Based on CMS inspection data, LINDENGROVE WAUKESHA has documented safety concerns. Inspectors have issued 1 Immediate Jeopardy citation (the most serious violation level indicating risk of serious injury or death). The facility has a 1-star overall rating and ranks #100 of 100 nursing homes in Wisconsin. Families considering this facility should ask detailed questions about what corrective actions have been taken since these incidents.

Do Nurses at Lindengrove Waukesha Stick Around?

Staff turnover at LINDENGROVE WAUKESHA is high. At 76%, the facility is 29 percentage points above the Wisconsin average of 46%. Registered Nurse turnover is particularly concerning at 84%. RNs handle complex medical decisions and coordinate care — frequent RN changes can directly impact care quality. High turnover means new staff may not know residents' individual needs, medications, or preferences. It can also be disorienting for residents, especially those with dementia who rely on familiar faces. Families should ask: What is causing the turnover? What retention programs are in place? How do you ensure care continuity during staff transitions?

Was Lindengrove Waukesha Ever Fined?

LINDENGROVE WAUKESHA has been fined $39,621 across 1 penalty action. The Wisconsin average is $33,475. While any fine indicates a compliance issue, fines under $50,000 are relatively common and typically reflect isolated problems that were subsequently corrected. Families should ask what specific issues led to these fines and confirm they've been resolved.

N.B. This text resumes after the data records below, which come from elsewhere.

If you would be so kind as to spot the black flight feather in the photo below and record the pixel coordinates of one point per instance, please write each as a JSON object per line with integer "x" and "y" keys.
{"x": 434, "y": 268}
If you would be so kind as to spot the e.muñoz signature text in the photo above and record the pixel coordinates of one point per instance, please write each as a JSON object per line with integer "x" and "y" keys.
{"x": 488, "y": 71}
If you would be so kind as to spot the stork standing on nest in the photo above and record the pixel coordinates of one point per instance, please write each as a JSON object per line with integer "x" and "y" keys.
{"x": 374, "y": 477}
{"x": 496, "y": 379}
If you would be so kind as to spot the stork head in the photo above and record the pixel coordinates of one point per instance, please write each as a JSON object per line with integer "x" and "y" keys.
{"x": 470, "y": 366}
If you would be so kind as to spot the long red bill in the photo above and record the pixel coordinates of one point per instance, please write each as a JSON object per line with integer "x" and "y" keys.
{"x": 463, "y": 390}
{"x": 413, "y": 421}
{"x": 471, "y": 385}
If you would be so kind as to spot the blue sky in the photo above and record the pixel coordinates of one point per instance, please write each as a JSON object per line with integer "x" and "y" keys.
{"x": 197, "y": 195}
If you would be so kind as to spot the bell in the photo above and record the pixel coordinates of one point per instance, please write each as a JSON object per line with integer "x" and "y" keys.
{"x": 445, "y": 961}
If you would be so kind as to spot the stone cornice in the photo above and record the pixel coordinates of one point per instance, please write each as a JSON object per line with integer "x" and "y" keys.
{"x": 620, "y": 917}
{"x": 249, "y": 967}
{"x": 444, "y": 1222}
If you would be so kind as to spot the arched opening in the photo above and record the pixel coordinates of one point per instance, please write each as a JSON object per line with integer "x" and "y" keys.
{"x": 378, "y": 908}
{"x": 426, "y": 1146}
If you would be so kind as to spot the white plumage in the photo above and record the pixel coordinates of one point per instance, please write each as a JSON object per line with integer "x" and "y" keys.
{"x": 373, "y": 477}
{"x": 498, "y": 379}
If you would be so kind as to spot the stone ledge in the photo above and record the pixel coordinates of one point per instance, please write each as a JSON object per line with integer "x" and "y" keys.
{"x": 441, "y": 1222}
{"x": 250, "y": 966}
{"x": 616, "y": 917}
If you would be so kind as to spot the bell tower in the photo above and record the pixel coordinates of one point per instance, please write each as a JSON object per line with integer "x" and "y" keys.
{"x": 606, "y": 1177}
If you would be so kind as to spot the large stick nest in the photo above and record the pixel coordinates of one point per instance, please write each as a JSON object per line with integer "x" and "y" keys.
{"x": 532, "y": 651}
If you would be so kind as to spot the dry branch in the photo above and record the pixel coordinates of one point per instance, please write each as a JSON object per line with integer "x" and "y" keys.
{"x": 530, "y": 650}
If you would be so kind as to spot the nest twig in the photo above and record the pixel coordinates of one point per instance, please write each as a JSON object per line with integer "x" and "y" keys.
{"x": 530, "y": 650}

Is Lindengrove Waukesha on Any Federal Watch List?

LINDENGROVE WAUKESHA is not on any federal watch list. The most significant is the Special Focus Facility (SFF) program, which identifies the bottom 1% of nursing homes nationally based on persistent, serious quality problems. Not being on this list means the facility has avoided the pattern of deficiencies that triggers enhanced federal oversight. This is a positive indicator, though families should still review the facility's inspection history directly.